Home »
Algorithms
External Merge Sorting Algorithm
In this tutorial, we will learn about the basic concept of external merge sorting and the example of external merge sorting with their algorithm.
By Abhishek Kataria Last updated : August 12, 2023
What is external sorting?
External sorting is a technique in which the data is stored on the secondary memory, in which part by part data is loaded into the main memory and then sorting can be done over there. Then this sorted data will be stored in the intermediate files. Finally, these files will be merged to get a sorted data. Thus by using the external sorting technique, a huge amount of data can be sorted easily. In case of external sorting, all the data cannot be accommodated on the single memory, in this case, some amount of memory needs to be kept on a memory such as hard disk, compact disk and so on.
Requirement of external sorting
The requirement of external sorting is there, where the data we have to store in the main memory does not fit into it. Basically, it consists of two phases that are:
- Sorting phase: This is a phase in which a large amount of data is sorted in an intermediate file.
- Merge phase: In this phase, the sorted files are combined into a single larger file.
One of the best examples of external sorting is external merge sort.
What is external merge sorting?
The external merge sort is a technique in which the data is stored in intermediate files and then each intermediate files are sorted independently and then combined or merged to get a sorted data.
Example of external merge sorting
Let us consider there are 10,000 records which have to be sorted. For this, we need to apply the external merge sort method. Suppose the main memory has a capacity to store 500 records in a block, with having each block size of 100 records.
In this example, we can see 5 blocks will be sorted in intermediate files. This process will be repeated 20 times to get all the records. Then by this, we start merging a pair of intermediate files in the main memory to get a sorted output.
What is two-way merge sorting?
Two-way merge sort is a technique which works in two stages which are as follows here:
Stage 1: Firstly break the records into the blocks and then sort the individual record with the help of two input tapes.
Stage 2: In this merge the sorted blocks and then create a single sorted file with the help of two output tapes.

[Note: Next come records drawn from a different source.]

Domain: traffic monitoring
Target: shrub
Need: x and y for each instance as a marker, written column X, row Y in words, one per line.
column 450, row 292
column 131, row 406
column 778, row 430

By this, it can be said that two-way merge sort uses the two input tapes and two output tapes for sorting the data.
Algorithm for two-way merge sort
Step 1) Divide the elements into the blocks of size M. Sort each block and then write on disk.
Step 2) Merge two runs
- Read first value on every two runs.
- Then compare it and sort it.
- Write the sorted record on the output tape.
Step 3) Repeat the step 2 and get longer and longer runs on alternates tapes. Finally, at last, we will get a single sorted list.
Analysis
This algorithm requires log(N/M) passes with initial run pass. Therefore, at each pass the N records are processed and at last we will get a time complexity as O(N log(N/M).